The concern that personal greed in the name of free market and individual choice has gone too far is no longer restricted to the usual suspects on the Left. Consider this quote: “If you buy a property and don’t live in it, those are the people who should be taxed. Where you have an economy where the gap gets bigger and bigger between the rich and the poor, you have a big problem.”

It is not a left-wing politician talking but one of Britain’s richest businesswomen, the interior designer Kelly Hoppen.

State intervention in economic activity, once suspiciously regarded as “socialism through the back door’’, is now kosher. The Conservative Party, which came to power vowing to roll back the state, has had a Damascene conversion and is now championing the state’s role in defending the interests of the working class and the “squeezed’’ middle class threatened by arbitrary market forces. In an extraordinary intervention in the housing market, the Conservative-led government has launched a generous scheme to help people get on to the property ladder at a time when banks are reluctant to lend to those who do not have deep pockets.

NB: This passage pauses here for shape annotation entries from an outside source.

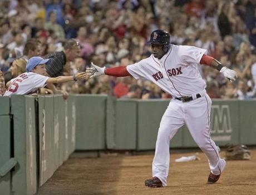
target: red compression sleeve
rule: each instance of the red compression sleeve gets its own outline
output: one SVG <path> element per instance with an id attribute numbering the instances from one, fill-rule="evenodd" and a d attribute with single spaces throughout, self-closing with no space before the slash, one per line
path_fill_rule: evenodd
<path id="1" fill-rule="evenodd" d="M 214 59 L 213 57 L 207 55 L 203 55 L 202 58 L 201 58 L 201 60 L 200 60 L 200 63 L 201 64 L 205 64 L 208 66 L 211 66 L 211 61 Z"/>
<path id="2" fill-rule="evenodd" d="M 131 74 L 127 71 L 126 66 L 109 68 L 105 69 L 105 74 L 114 76 L 127 76 Z"/>

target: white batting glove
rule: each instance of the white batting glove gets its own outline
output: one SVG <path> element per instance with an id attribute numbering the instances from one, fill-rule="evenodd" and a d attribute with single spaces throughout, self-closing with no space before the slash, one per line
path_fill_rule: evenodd
<path id="1" fill-rule="evenodd" d="M 105 69 L 106 69 L 106 67 L 100 68 L 98 66 L 96 66 L 92 62 L 91 63 L 91 67 L 87 68 L 86 71 L 86 73 L 91 75 L 90 76 L 90 78 L 105 74 Z"/>
<path id="2" fill-rule="evenodd" d="M 230 82 L 235 80 L 237 74 L 235 71 L 231 70 L 227 67 L 223 67 L 220 71 L 223 75 Z"/>

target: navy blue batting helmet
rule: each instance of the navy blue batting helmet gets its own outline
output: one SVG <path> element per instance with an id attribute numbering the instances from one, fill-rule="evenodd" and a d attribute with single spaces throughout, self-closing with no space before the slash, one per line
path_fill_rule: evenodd
<path id="1" fill-rule="evenodd" d="M 164 50 L 167 52 L 170 47 L 170 34 L 163 30 L 156 30 L 150 35 L 150 44 L 164 45 Z"/>

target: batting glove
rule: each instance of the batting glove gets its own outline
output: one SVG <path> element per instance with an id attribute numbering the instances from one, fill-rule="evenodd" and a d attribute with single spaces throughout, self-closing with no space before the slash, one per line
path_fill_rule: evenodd
<path id="1" fill-rule="evenodd" d="M 223 67 L 220 71 L 223 75 L 230 82 L 235 80 L 237 74 L 235 71 L 231 70 L 227 67 Z"/>
<path id="2" fill-rule="evenodd" d="M 91 63 L 91 67 L 87 68 L 86 71 L 86 73 L 91 75 L 90 78 L 99 76 L 102 75 L 102 74 L 105 74 L 105 69 L 106 69 L 106 67 L 100 68 L 98 66 L 96 66 L 92 62 Z"/>

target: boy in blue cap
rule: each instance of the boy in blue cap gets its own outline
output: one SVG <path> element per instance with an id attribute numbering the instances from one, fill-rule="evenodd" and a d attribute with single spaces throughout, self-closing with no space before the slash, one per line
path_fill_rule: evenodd
<path id="1" fill-rule="evenodd" d="M 78 80 L 88 80 L 89 76 L 85 73 L 78 73 L 73 76 L 60 76 L 50 78 L 45 76 L 46 64 L 51 59 L 40 57 L 30 58 L 26 65 L 26 73 L 22 73 L 16 78 L 11 80 L 6 84 L 8 89 L 3 96 L 13 94 L 26 95 L 36 91 L 38 88 L 45 87 L 47 84 L 58 84 Z"/>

Under the Help-to-Buy scheme, banks are being forced to change their mortgage policies. Now anyone who can put up a 5 per cent deposit against the value of the property is eligible for a bank loan. In return the government is guaranteeing to pay the lender up to 15 per cent of the value of the mortgage if the borrower defaults on the loan. Not surprisingly, the scheme has become hugely popular even as it has prompted fears of another housing bubble.

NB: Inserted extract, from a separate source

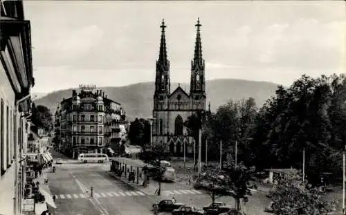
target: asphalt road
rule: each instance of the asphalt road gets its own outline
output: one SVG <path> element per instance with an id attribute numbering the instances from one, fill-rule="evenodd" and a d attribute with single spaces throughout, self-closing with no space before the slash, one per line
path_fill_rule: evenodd
<path id="1" fill-rule="evenodd" d="M 154 202 L 172 197 L 178 202 L 197 208 L 211 202 L 208 195 L 194 191 L 185 183 L 161 183 L 161 196 L 147 196 L 112 177 L 109 173 L 109 163 L 84 164 L 56 152 L 52 154 L 55 158 L 64 161 L 62 165 L 54 164 L 57 171 L 49 176 L 49 187 L 52 194 L 57 196 L 55 215 L 154 214 L 152 205 Z M 151 183 L 158 185 L 152 180 Z M 90 198 L 91 187 L 93 187 L 93 198 Z M 222 197 L 218 200 L 234 205 L 234 200 L 230 197 Z M 255 192 L 243 209 L 249 215 L 267 214 L 263 210 L 269 202 L 264 194 Z"/>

In another proactive move, it is aggressively pursuing private employers and pressing them to help unemployed youth find work by hiring them as apprentices and training them for specific jobs. In some cases, it is even paying companies to take on apprentices. Rather than being rolled back, the state is being rolled out into more and more areas hitherto regarded as spheres where the government had no business poking its nose.

On the face of it, these may seem like desperate measures to cope with a difficult situation, but in reality they represent a profound philosophical shift. The traditional hands-off approach to free market economy is giving way to state activism on a scale that would have been unimaginable a few years ago. The notion that deregulation, aggressive private enterprise and let-the-fittest-survive are the cornerstone of a vibrant market economy is wearing thin as inequalities widen, with a few at the top cornering all the benefits.

What is happening is a fundamental “reimagining of the purpose and shape of the state”, as one commentator put it. And this is happening not because the political class suddenly has had a “Eureka” moment but because it is under increasing public pressure to address the widening chasm between the top few and the rest of society. It is purely selfish reasons—the fear of a mass backlash and social instability—that is driving politicians. There is then the fear of losing elections. The harsh truth is that for all the money that the “enterprising “ capitalist class may be able to throw at political parties, the power to vote in and vote out governments remains with ordinary people. And these are the people who have been hit the hardest by the six-year-long recession. No wonder they are angry.

When the times were good, everyone had a job, and mortgages could be had for the asking, nobody really minded if a few benefited more from the boom than others. But when the times are hard, as they are now, disparities breed resentment, especially when the only ones who seem to be thriving are those who caused the crisis in the first place. Hence the wave of public outrage that is sweeping Europe with people demanding a systemic change—an end to corporate greed and abuse of the market passed off as free enterprise.

While it is too early to say how far the current debate will result in reining in a runaway economic culture, one thing is certain: it is no longer going to be business as usual.